É um antídoto contra as chamadas “alucinações” dos modelos generativos, nos quais a IA produz respostas falsas com aparência de verdade. Vidya enfatiza que, no caso de auditorias, o risco não é apenas técnico, é legal. “A responsabilidade sempre será do auditor e da firma”, afirma. O robô, nesse caso, apenas entrega um rascunho bem mastigado. A caneta final ainda está na mão humana.

A automação que não demite

Em um setor onde o trabalho manual é abundante e a margem de erro é zero, a promessa de automação costuma vir acompanhada de um temor: e os empregos? Vidya inverte a equação. A cada avanço da DataSnipper, diz ela, surge uma oportunidade para os profissionais deixarem de ser verificadores de planilhas para se tornarem estrategistas de negócios. “Estamos vendo uma transformação de funções, e não sua eliminação.”

É um discurso que alinha produtividade com propósito, algo cada vez mais cobrado de lideranças em tempos de IA generativa. Ela mesma se vê parte dessa pressão. “O papel do CEO, hoje, é equilibrar inovação com governança”, diz. Em sua visão, liderar exige aprender o básico da tecnologia, mas também criar espaço para perguntas incômodas.
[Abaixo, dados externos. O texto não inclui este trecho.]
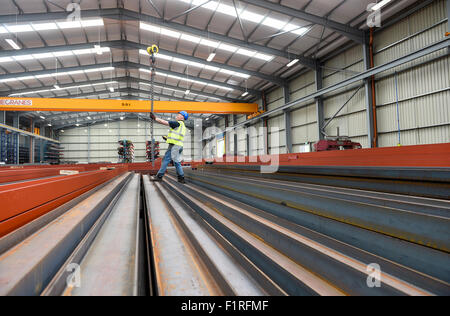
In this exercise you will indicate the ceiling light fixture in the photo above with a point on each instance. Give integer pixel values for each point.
(98, 50)
(379, 5)
(13, 44)
(211, 57)
(250, 16)
(206, 42)
(292, 63)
Transparência, nesse campo, vale tanto quanto performance.

A vantagem competitiva na regulação

A Holanda, onde fica a sede da DataSnipper, é cercada por um dos marcos regulatórios mais rígidos do planeta: o GDPR. A executiva vê isso como uma vantagem competitiva. “Incorporamos privacidade desde o início do produto”, afirma. A empresa, segundo ela, não usa dados de clientes para treinar seus modelos. Nenhum documento enviado é reaproveitado ou armazenado para outras finalidades. “Os dados são dos clientes. Sempre.”

No Brasil, onde a Lei Geral de Proteção de Dados (LGPD) segue a mesma lógica do GDPR, a adaptação tem sido relativamente tranquila. A diferença, diz a executiva, está mais na cultura corporativa do que nas leis. “Algumas organizações ainda resistem a abandonar métodos tradicionais. Mas isso está mudando rápido”, afirma. Especialmente em setores pressionados por prazos, como auditoria fiscal e conformidade tributária.
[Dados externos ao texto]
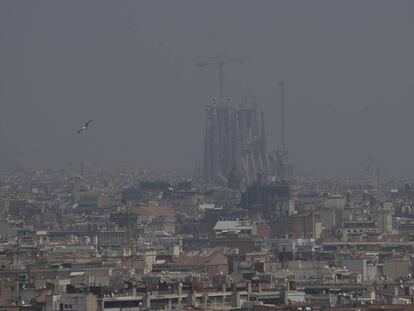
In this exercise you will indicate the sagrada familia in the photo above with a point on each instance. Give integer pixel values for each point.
(233, 141)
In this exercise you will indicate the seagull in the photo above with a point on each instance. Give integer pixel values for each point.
(84, 127)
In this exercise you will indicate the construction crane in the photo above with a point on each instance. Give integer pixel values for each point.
(220, 62)
(368, 167)
(282, 114)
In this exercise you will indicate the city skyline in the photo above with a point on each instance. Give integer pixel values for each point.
(348, 86)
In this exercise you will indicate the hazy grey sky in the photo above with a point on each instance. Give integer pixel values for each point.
(130, 65)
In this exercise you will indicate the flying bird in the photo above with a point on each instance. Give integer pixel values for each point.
(84, 127)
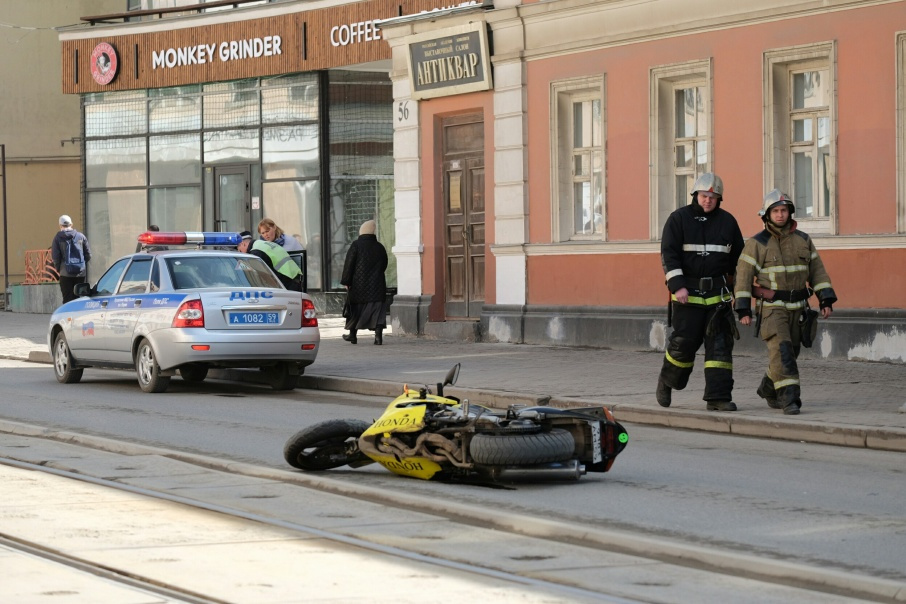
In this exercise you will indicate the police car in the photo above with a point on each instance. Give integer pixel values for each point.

Crescimento com freio de mão

Com escritórios recém-abertos na América Latina e Ásia, a DataSnipper enfrenta agora um novo desafio: crescer rápido sem perder o controle. “Responsabilidade social e transparência precisam caminhar com o crescimento”, diz. Isso inclui investimentos em formação técnica e programas de uso ético de IA. A companhia evita, por exemplo, vender sua tecnologia como uma solução “plug and play”. O onboarding é gradual, com treinamento para garantir que o humano siga no comando.
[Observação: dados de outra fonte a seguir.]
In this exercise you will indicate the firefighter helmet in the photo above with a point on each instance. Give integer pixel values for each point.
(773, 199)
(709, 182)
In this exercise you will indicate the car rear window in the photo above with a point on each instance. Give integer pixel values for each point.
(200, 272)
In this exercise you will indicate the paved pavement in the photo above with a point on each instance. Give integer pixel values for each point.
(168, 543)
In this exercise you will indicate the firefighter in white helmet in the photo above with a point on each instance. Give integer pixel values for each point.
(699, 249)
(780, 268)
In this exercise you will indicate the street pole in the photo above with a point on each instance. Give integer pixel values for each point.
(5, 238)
Esse controle é ainda mais necessário quando se lida com dados sensíveis, como balanços financeiros, contratos e registros fiscais. A ideia, segundo Vidya, é que a IA seja uma extensão da mente do auditor, não um substituto do seu julgamento.

Vidya no topo

Ao longo da conversa, Vidya intercala termos técnicos com memórias pessoais. A executiva começou a carreira em um setor onde, como mulher, era frequentemente a única da sala. “Muitas vezes tive que provar minha credibilidade duas vezes”, conta. O caminho até o cargo de CEO exigiu, segundo ela, menos certezas e mais persistência. “Liderar não é sobre ser perfeita, é sobre ser autêntica.”

Às novas líderes, ela dá um conselho direto: “Assuma sua ambição sem pedir desculpas”. Para ela, conhecimento técnico e visão de negócio são tão importantes como redes de apoio, formais ou informais. E, sobretudo, é preciso lembrar das que vieram antes. “Todas nós estamos construindo sobre os passos pioneiros de outras mulheres.”

O recibo está nos números

De volta aos dados, o salto da DataSnipper não veio por acaso. É resultado de uma proposta concreta: aliviar o fardo operacional de quem precisa garantir que as contas fechem. E, ao mesmo tempo, garantir que a inteligência artificial usada nesse processo tenha lastro, fonte e limites bem definidos.

No Brasil, um país onde o sistema tributário é um dos mais complexos do mundo, a aposta é alta. Vidya sabe disso, e aposta na própria adaptabilidade da empresa para seguir crescendo. “As equipes aqui estão pressionadas a fazer mais com menos”, diz. “Mas quando elas veem que podem economizar horas com apenas alguns cliques, a mentalidade começa a mudar.”

Entre planilhas, faturas e contratos, a revolução da IA na auditoria ganha tração. E agora fala também português.